甲南大学のすぐ東側に、だんじり小屋と会館(岡本公会堂という立派なネーミング!)があり、入魂式、および式典はここで行われます。
見物人もほとんどおらず、『だんじりメディア関連』の方々が数名。
この時間を利用して、大修理の完成しただんじりをじっくりと鑑賞していきましょう!

当サイトの『各町のだんじり』を参照すると、このだんじりは明治の終わり頃に製作されたとされ、当時の大工、彫師は不詳となっています。

元々は『大阪型』で、それを岡本が購入したのを機に、住吉の《大佐》十三代目・川崎佐太郎により、神戸型に改修された模様。

その時の彫師が《西だんぢりや》下川安次郎と、赤胴由松となっています。
土呂幕が神戸式の組み方になっているので、土呂幕の彫物はその時に彫り替えられたものでしょうかね?

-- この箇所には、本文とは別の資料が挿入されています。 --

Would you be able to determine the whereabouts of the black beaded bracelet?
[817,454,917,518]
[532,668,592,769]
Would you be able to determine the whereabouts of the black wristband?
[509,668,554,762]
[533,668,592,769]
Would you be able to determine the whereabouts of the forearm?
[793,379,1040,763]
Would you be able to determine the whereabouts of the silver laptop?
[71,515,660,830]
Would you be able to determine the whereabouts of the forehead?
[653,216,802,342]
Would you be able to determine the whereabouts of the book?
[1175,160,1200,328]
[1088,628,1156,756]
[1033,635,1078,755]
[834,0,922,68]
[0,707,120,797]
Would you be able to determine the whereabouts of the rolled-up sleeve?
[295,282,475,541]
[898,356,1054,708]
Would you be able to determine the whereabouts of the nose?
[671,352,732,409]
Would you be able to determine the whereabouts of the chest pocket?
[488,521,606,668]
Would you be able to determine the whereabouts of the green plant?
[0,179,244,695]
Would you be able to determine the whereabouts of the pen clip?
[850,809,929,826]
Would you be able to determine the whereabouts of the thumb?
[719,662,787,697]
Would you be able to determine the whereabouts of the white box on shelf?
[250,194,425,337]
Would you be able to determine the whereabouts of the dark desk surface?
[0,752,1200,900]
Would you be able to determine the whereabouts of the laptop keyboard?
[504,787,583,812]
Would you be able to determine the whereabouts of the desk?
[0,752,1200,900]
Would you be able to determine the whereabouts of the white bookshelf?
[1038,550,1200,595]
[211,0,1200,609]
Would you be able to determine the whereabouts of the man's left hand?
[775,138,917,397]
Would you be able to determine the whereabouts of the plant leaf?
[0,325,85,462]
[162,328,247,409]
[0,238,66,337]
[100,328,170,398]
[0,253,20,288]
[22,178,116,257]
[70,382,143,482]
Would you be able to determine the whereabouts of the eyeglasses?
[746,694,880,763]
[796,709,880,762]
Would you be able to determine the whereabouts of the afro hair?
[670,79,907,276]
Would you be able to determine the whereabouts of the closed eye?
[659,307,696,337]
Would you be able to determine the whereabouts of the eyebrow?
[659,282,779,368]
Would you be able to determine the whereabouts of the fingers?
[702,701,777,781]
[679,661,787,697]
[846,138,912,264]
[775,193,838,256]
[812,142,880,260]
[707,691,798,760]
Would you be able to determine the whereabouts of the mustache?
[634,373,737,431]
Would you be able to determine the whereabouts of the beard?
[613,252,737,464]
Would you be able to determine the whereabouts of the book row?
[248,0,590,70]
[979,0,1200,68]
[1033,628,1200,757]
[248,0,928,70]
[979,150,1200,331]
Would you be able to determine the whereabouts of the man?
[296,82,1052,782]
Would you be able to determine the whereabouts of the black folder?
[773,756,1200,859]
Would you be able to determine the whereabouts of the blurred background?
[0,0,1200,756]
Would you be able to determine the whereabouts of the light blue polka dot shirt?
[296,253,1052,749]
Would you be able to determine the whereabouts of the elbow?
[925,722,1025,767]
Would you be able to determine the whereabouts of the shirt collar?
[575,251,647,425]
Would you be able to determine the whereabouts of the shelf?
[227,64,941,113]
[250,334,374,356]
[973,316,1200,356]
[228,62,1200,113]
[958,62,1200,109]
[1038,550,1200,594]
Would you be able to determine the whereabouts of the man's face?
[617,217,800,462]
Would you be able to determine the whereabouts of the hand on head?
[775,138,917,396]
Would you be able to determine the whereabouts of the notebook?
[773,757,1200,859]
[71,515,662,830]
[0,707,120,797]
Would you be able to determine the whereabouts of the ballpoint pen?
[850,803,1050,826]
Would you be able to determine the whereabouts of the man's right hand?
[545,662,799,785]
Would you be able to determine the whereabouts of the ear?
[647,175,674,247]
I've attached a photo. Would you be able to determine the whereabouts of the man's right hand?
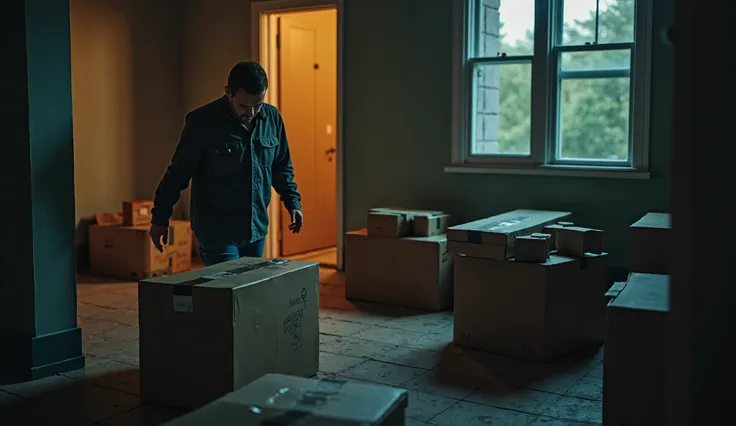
[148,223,169,253]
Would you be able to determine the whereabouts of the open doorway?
[253,0,344,268]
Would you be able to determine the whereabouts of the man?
[150,62,304,266]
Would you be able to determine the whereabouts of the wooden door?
[278,9,337,256]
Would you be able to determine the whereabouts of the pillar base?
[0,327,85,384]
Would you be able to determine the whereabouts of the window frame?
[446,0,652,178]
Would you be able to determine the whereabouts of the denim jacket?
[151,97,301,242]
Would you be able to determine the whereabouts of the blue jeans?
[197,236,266,266]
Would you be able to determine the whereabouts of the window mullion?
[531,0,552,164]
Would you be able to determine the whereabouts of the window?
[451,0,651,172]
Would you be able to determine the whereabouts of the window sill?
[445,164,651,180]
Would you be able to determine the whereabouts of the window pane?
[471,63,532,155]
[562,0,636,44]
[557,77,629,161]
[560,49,631,71]
[477,0,534,58]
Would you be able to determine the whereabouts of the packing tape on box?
[250,379,347,426]
[172,259,289,313]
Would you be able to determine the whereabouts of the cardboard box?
[447,210,571,260]
[555,226,603,257]
[603,274,669,426]
[454,254,608,362]
[138,258,319,409]
[514,233,552,263]
[166,374,408,426]
[629,213,670,275]
[542,221,573,250]
[345,229,454,311]
[89,220,192,281]
[123,200,153,226]
[368,207,450,238]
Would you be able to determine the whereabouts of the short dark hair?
[227,61,268,95]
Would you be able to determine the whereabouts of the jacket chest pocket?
[253,137,279,168]
[207,141,245,178]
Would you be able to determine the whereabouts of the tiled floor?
[0,269,602,426]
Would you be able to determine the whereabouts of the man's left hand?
[289,210,304,234]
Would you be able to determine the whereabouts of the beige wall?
[177,0,251,218]
[70,0,183,253]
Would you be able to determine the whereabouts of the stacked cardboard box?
[138,258,319,408]
[123,200,153,226]
[345,208,453,311]
[166,374,408,426]
[89,201,192,280]
[447,210,608,362]
[629,213,670,275]
[603,273,669,426]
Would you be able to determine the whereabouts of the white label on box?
[174,295,194,314]
[202,271,238,280]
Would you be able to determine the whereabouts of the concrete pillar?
[473,0,501,154]
[0,0,84,382]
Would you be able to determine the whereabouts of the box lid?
[631,213,671,229]
[171,374,408,426]
[141,257,319,290]
[369,207,447,217]
[447,210,571,244]
[608,273,670,312]
[347,228,447,243]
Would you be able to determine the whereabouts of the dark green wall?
[343,0,672,267]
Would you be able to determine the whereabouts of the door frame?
[250,0,345,271]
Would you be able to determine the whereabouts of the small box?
[89,220,192,281]
[447,210,571,260]
[166,374,409,426]
[123,200,153,226]
[138,257,319,410]
[368,207,450,238]
[345,230,454,311]
[603,273,669,426]
[454,254,608,362]
[629,213,671,274]
[555,226,603,257]
[514,233,552,263]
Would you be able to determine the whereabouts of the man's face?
[225,88,266,123]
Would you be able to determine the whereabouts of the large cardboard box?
[89,220,192,281]
[454,254,608,362]
[166,374,408,426]
[603,274,669,426]
[368,207,450,238]
[123,200,153,226]
[447,210,571,260]
[629,213,670,275]
[138,258,319,408]
[345,229,454,311]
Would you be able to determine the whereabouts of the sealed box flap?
[447,210,571,244]
[553,226,603,234]
[608,273,670,312]
[369,207,445,217]
[605,281,626,297]
[213,374,407,425]
[631,213,671,229]
[506,252,608,269]
[140,257,318,289]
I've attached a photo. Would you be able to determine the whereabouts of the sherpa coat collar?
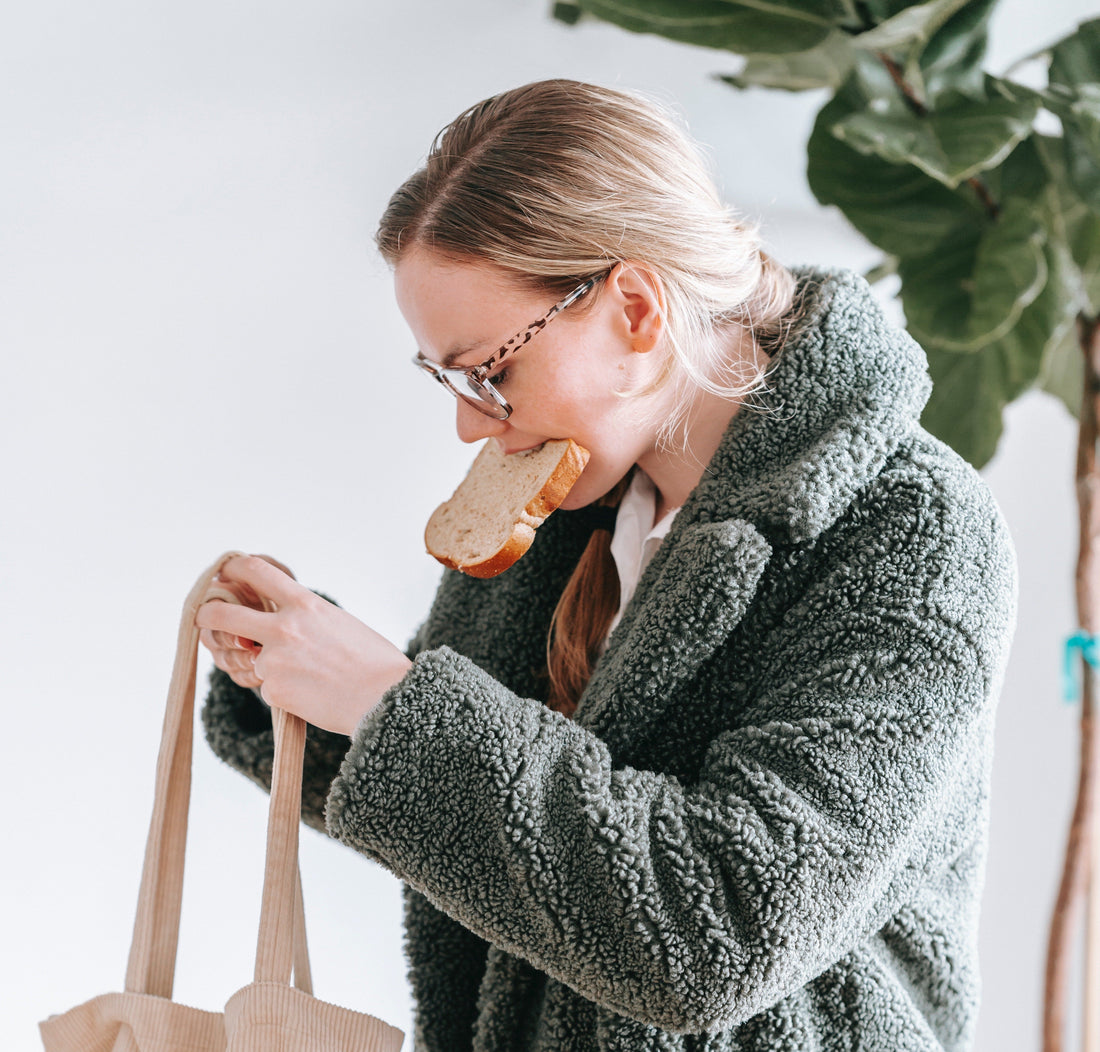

懸魚が元々のものか、彫り替えられたものかは定かではないですが・・・

特に小屋根の拝懸魚を見ると、『小松』?・・・に見えて仕方がないので、明治末期と考えるなら、この懸魚は製作当時のものと考えるのが自然かな?
ワタクシまだ18歳当時、買ったばかりの大きな肩載せのビデオカメラを担いで見に行った『神戸まつり』。
そこで初めて出会った岡本のだんじりの、この正面車板『天の岩戸』!

かねてよりニス塗りが施されていてテカテカしていたのですが、今回の大修理にて洗いがかけられ、本来の木の色に戻されました。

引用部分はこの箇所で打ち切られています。